Claim 5: $u\in \mathcal L(S)\iff |u|_0\le |u|_1$

Proof 5: Left to the reader. One implication follows directly from claims 3 and 4 and the other one has two cases: $|u|_0=|u|_1$ or not, and if not $u$ is factored into $u_11u_2$ where $u_1$ is the greatest prefix so that $|u_1|_0=|u_1|_1$.


Bonus claim: The grammar is non-ambiguous.

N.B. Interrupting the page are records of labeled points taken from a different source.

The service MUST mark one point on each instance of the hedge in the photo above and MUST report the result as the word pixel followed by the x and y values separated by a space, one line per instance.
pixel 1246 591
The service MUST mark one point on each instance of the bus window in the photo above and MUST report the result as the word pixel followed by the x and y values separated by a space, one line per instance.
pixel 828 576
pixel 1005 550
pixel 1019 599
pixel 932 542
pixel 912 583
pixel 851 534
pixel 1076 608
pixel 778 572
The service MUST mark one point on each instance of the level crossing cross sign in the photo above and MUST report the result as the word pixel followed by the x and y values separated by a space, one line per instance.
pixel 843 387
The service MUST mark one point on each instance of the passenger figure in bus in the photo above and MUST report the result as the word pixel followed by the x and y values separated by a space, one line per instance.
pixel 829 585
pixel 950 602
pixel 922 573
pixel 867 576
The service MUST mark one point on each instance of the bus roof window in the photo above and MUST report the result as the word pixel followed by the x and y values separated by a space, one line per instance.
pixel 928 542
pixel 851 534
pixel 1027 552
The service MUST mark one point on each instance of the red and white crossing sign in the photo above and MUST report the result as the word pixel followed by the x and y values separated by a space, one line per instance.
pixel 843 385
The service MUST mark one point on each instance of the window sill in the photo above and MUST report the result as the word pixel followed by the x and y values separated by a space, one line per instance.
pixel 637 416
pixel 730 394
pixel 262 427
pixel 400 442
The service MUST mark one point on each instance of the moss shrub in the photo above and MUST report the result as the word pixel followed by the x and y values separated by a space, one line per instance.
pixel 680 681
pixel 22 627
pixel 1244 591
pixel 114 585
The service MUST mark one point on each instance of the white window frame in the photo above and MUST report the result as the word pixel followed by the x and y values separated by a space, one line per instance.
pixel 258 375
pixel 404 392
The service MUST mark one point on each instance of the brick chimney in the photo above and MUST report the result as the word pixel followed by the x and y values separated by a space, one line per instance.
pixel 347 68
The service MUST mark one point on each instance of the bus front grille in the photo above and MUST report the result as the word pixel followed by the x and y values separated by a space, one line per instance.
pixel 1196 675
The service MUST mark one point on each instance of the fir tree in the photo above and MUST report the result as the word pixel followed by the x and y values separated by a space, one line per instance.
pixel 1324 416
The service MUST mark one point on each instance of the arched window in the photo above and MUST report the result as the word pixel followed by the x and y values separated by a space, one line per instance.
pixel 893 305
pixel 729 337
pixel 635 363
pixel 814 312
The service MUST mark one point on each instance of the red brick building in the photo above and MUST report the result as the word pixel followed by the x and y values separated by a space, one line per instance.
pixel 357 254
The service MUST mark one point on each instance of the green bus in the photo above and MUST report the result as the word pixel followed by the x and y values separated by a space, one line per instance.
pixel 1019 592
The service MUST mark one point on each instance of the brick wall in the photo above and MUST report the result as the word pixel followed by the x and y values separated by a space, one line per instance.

Bonus proof: Left to the reader. The idea is that the languages generated by $E$ and $E1T$ will be disjoint so you only have to check that each part is non-ambiguous separately. The part of the grammar used by $E$ is $LL(1)$ so it's non-ambiguous. Then for a word $u$, suppose you can write it as $e_11t_1=u=e_21t_2$ with $E\to^*e_i$ and $T\to^*t_i$. $e_i$ is the longest prefix $v<u=e_i1t_i$ so that $|v|_0=|v|_1$ because $|e_i|_0=|e_i|_1$ and for each prefix $w<t_i$, $|w|_0\le|w|1$. This implies that $e_1=e_2$ and therefore that $t_1=t_2$. By a previous argument, there is only one derivation tree for $e_1$ so all that remains to be checked is that there is only one for $t_1$, or in other words that the part of the grammar used by $T$ is non-ambiguous. It is because you can only take $T\to1OT$ if you're going to come back to the level you are at and $T\to1T$ if you're not.